Nkosana Moyo launches presidential bid
FORMER Industry and International Trade Minister Dr Nkosana Moyo, who unceremoniously quit the post after finding the going tough, yesterday announced his 2018 presidential bid.
Dr Moyo discredited himself when he quit the Government post 17 years ago and only faxed his resignation letter from South Africa.
Described as “weak-kneed” by President Mugabe after failing to withstand the heat generated by attacks on the Government for its land reform policies, Dr Moyo said it was up to voters to elect him.
The former African Development Bank vice president said: “Working with some of you, the vehicle we have settled on is “Alliance for the People’s Agenda” or APA for short.” Dr Moyo said his decision to contest next year’s presidential elections was driven by the desire to solve economic challenges facing the nation.
“On account of these things, I have come to the conclusion that I must heed the call to run for the office of President of Zimbabwe.

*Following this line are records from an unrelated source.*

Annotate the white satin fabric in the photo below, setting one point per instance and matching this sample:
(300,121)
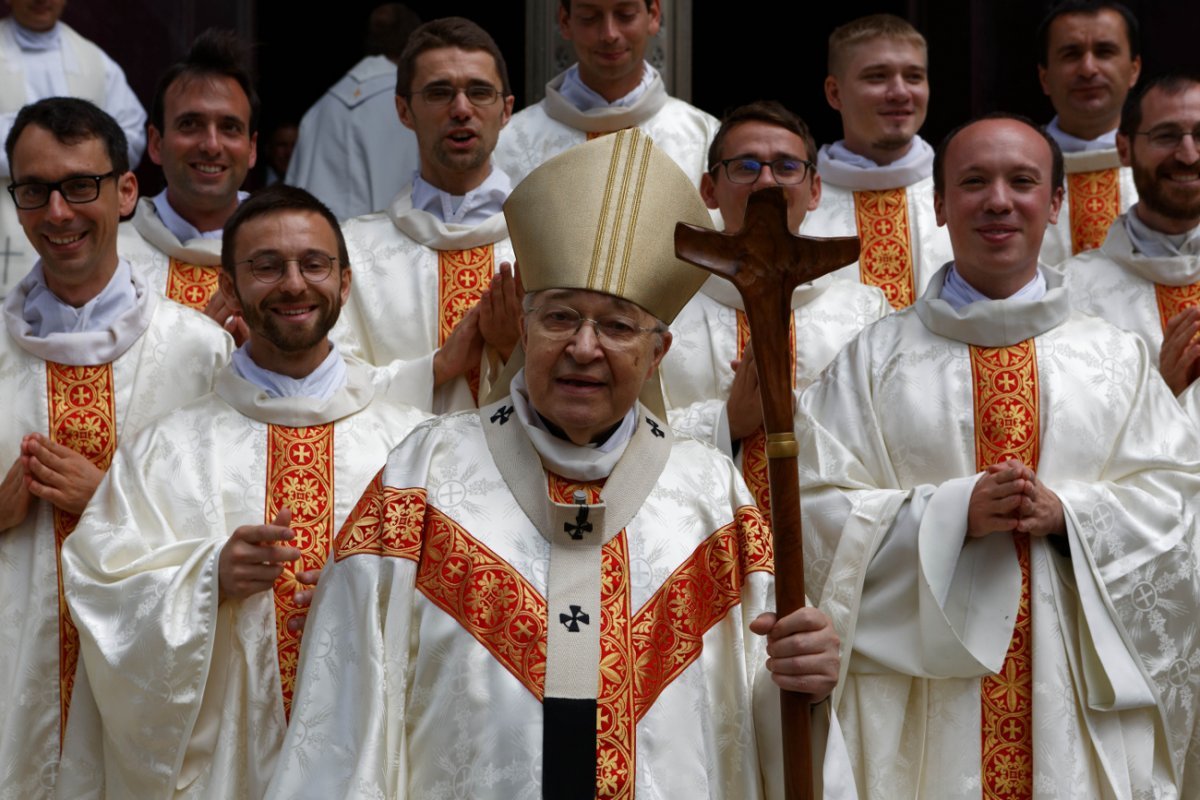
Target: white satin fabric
(696,374)
(552,125)
(888,464)
(393,312)
(397,699)
(187,685)
(162,355)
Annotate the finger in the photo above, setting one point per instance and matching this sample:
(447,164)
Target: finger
(763,623)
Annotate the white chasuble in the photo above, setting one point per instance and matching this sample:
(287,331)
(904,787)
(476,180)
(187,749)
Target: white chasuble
(1137,293)
(448,617)
(712,331)
(1096,190)
(185,272)
(546,128)
(892,212)
(193,690)
(414,278)
(87,391)
(925,613)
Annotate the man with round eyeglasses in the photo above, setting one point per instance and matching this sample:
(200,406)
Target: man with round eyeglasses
(191,572)
(1146,275)
(555,595)
(438,257)
(877,179)
(709,380)
(89,355)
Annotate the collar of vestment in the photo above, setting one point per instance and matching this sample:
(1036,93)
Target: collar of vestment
(1175,257)
(612,118)
(202,252)
(37,40)
(319,384)
(585,98)
(474,208)
(46,313)
(725,293)
(839,167)
(431,232)
(83,348)
(994,323)
(627,487)
(1068,143)
(255,402)
(183,229)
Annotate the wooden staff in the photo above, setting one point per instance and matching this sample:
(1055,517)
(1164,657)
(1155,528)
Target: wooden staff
(766,262)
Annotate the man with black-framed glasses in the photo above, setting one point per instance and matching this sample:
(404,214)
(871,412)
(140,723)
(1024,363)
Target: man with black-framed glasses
(1146,275)
(89,355)
(228,507)
(438,256)
(709,382)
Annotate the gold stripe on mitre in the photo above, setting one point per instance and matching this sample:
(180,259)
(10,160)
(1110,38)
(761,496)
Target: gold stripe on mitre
(601,217)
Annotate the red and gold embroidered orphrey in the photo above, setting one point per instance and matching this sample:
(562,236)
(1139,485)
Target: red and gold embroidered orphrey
(192,284)
(1007,426)
(754,446)
(1171,300)
(640,654)
(300,477)
(462,277)
(1095,200)
(886,258)
(83,417)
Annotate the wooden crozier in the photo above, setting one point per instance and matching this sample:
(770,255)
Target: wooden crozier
(766,262)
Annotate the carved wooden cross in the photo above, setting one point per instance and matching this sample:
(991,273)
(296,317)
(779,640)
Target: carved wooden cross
(766,262)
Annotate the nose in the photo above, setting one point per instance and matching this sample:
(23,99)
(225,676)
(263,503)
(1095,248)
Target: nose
(293,278)
(585,346)
(58,209)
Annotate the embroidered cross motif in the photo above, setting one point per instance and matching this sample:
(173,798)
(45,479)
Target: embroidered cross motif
(581,524)
(573,620)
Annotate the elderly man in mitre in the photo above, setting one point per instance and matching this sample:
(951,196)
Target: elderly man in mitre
(553,595)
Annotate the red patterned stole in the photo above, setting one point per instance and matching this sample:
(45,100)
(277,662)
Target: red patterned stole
(886,257)
(299,476)
(1007,426)
(754,446)
(462,277)
(640,653)
(83,417)
(1095,200)
(1171,300)
(192,284)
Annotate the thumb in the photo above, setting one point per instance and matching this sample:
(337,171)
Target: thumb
(283,518)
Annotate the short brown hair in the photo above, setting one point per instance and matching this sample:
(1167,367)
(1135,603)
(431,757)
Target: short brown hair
(277,198)
(448,31)
(769,112)
(864,29)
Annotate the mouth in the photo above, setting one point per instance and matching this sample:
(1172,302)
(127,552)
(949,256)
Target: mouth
(996,233)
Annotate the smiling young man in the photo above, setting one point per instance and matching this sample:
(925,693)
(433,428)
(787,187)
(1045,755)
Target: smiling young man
(227,509)
(517,590)
(1146,275)
(42,56)
(1001,523)
(430,258)
(204,134)
(610,88)
(709,382)
(876,179)
(1087,61)
(89,355)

This call is coming from diverse Zimbabweans,” he said.
Dr Moyo said he was offering an alternative voice to the people.
“If you understand the idea of societal cohesion, then you will understand that we are not setting out to fight Zanu-PF, or any other political party,” he said. “We are instead setting out to offer a competent servant leadership to all Zimbabweans, a leadership that, from the very beginning, is configured to unify the nation rather than to divide it.”
Dr Moyo trashed the idea of forming a coalition, which is being pursued by other opposition parties, saying it would not lead to desirable or effective outcomes.
He equated political coalitions to a mixture of oil and water.
Dr Moyo said he supported the land reform and economic empowerment programmes, both initiatives of the Zanu-PF Government.
“There is nothing wrong with these policies,” he said. “Our challenge in this country has always been the execution. So, I believe in the land redistribution. I believe in indigenisation, because indigenisation simply means to have the citizens of the country in which an economy operates, be participants in that economy, anything else leads to instability.”
Dr Moyo described the land reform and indigenisation as “very solid and reasonable” calling for the “implementation of all of these good things”.
He shrugged off questions on the Matabeleland disturbances that occurred shortly after independence. Dr Moyo said he worked with Dr Simba Makoni in 2008, but it was clear that Zimbabweans rejected the Mavambo/Khusile/Dawn project.
Political analyst Mr Tafadzwa Mugwadi dismissed Dr Moyo’s presidential bid as nothing, but evidence of flourishing democracy in Zimbabwe.
He said it would be fool-hard for Dr Moyo to expect electoral miracles in 2018.
“Zimbabweans by tradition are schooled and cultured in the belief of the supremacy of political organisation mirrored by the party with different organs and individuals playing various roles,” said Mr Mugwadi.